Dozens of teachers stood chatting nervously or sat on the edge of planters waiting to be called for interviews.
“We’re out here like cattle,” said veteran special education teacher Dave Sievers, 46, who didn’t apply to return to Huntington Park. “They don’t even have chairs for us.”
Jefferson High Principal Michael Taft needed to replace a retiring librarian and a math teacher who is likely to move.
“I’ve interviewed three math teachers, and they were all very high-quality teachers,” Taft said. “I try to tell them what is going on with our [reform] plan…what we’re trying to accomplish.”
San Fernando Valley parent Susan Kovinsky, part of a hiring team for an elementary school, was less impressed at the hiring fairs.
“Trying to find ‘young and bubbly’ to motivate and teach our youngest minds is like looking for a needle in a haystack,” she said. “I met teachers that just seemed like they were desperate for a job, and yet it was obvious they had no real desire to be a part of this decimated system anymore.”

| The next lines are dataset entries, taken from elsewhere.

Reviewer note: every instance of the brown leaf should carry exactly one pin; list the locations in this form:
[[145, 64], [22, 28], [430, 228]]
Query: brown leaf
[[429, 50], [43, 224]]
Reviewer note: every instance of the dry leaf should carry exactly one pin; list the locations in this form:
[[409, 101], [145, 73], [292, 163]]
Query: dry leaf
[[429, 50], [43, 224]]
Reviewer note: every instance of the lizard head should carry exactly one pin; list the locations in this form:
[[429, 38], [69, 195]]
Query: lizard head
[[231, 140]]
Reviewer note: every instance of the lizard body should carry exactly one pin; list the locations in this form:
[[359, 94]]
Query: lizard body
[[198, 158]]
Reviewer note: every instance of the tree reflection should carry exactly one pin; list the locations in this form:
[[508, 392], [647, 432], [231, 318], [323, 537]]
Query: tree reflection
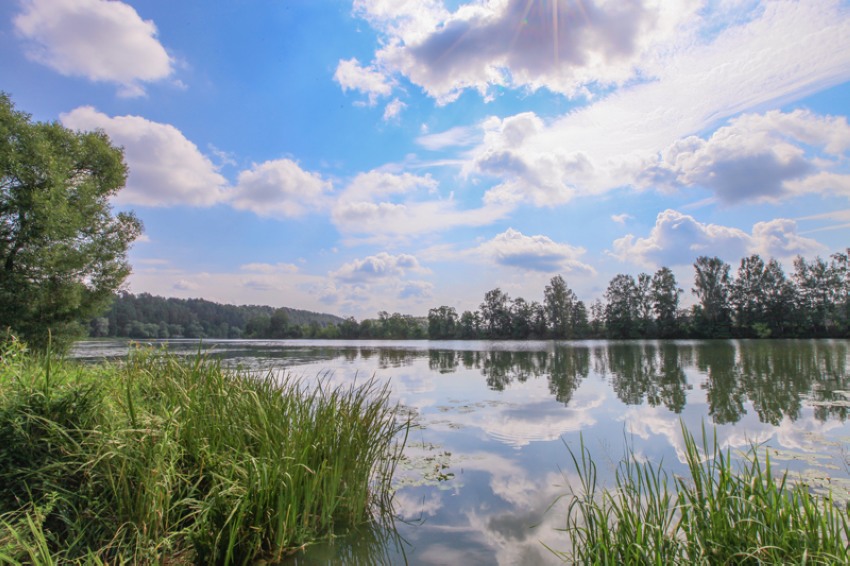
[[567, 368], [443, 361], [777, 377], [644, 372], [723, 389]]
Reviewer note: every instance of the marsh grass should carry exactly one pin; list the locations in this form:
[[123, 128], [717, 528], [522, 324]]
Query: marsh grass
[[167, 460], [722, 513]]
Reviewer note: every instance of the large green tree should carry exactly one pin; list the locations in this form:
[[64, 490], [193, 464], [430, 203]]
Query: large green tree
[[62, 251]]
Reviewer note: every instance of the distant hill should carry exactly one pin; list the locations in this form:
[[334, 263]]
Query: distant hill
[[149, 316]]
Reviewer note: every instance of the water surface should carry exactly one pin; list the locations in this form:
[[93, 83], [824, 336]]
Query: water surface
[[488, 453]]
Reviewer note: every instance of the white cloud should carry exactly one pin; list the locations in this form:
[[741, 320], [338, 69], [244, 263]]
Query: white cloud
[[678, 239], [393, 109], [279, 188], [757, 157], [96, 39], [416, 290], [532, 253], [781, 51], [381, 266], [166, 169], [778, 238], [380, 282], [185, 285], [453, 137], [385, 205], [269, 267], [368, 80], [562, 46]]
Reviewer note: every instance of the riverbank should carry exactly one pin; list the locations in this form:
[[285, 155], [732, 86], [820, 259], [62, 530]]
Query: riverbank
[[167, 460]]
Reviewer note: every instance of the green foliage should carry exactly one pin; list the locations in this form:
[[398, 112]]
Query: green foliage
[[62, 252], [715, 516], [145, 316], [170, 460]]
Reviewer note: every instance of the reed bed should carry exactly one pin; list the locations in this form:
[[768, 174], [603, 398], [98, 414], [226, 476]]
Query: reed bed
[[167, 460], [722, 513]]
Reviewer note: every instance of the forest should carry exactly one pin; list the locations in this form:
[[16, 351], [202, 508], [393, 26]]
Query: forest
[[146, 316], [758, 301]]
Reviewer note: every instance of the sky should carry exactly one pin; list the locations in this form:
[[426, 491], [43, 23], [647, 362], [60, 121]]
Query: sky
[[399, 155]]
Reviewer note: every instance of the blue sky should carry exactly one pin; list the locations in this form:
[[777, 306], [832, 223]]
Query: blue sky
[[353, 157]]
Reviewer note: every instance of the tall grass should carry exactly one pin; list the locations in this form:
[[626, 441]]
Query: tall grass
[[162, 459], [720, 514]]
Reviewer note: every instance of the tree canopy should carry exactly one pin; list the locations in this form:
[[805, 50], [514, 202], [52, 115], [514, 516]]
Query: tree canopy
[[62, 251]]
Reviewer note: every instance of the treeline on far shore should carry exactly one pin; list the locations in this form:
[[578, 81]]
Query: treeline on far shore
[[758, 301]]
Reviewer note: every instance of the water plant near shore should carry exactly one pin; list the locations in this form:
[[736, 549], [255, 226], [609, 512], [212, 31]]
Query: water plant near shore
[[162, 459], [721, 514]]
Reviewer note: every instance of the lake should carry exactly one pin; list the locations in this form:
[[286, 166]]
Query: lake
[[488, 453]]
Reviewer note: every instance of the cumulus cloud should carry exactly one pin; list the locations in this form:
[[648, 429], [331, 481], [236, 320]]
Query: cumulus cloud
[[185, 285], [382, 205], [459, 136], [779, 51], [560, 45], [779, 238], [757, 157], [416, 290], [382, 266], [542, 178], [533, 253], [97, 39], [166, 169], [393, 109], [678, 239], [270, 267], [356, 284], [279, 188], [352, 76]]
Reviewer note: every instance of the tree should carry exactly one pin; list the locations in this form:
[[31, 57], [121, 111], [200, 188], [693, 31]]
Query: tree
[[442, 323], [747, 296], [711, 286], [496, 314], [558, 300], [62, 252], [665, 302], [621, 307], [643, 306], [818, 287]]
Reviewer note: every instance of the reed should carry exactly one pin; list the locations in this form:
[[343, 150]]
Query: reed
[[162, 459], [722, 513]]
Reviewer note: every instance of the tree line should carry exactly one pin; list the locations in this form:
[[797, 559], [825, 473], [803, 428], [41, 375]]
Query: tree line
[[146, 316], [759, 301]]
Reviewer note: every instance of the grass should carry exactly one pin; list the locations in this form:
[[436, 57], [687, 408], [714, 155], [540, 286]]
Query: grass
[[166, 460], [721, 514]]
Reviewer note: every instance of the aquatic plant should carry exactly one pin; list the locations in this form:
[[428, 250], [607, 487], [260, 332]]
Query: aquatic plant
[[163, 459], [722, 513]]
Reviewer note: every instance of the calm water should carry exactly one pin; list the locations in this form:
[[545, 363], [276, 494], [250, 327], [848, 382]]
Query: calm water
[[487, 455]]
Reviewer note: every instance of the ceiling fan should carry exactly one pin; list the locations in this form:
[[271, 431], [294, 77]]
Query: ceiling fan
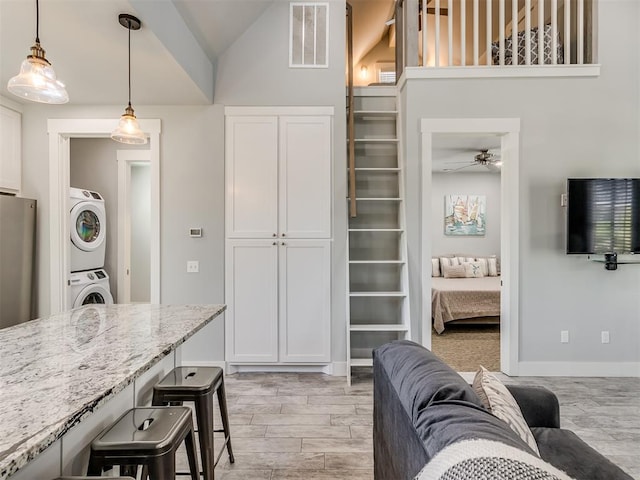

The situation clearly had worn down one 66-year-old science teacher who considers himself effective in the classroom but finds his enthusiasm waning.
“Before, I planned on working as long as I felt good. Now, I’m so fed up I just want to put in my time,” said the teacher, who asked not to be named for fear of alienating a school that might take him on. “I’m staying here because of the medical benefits.”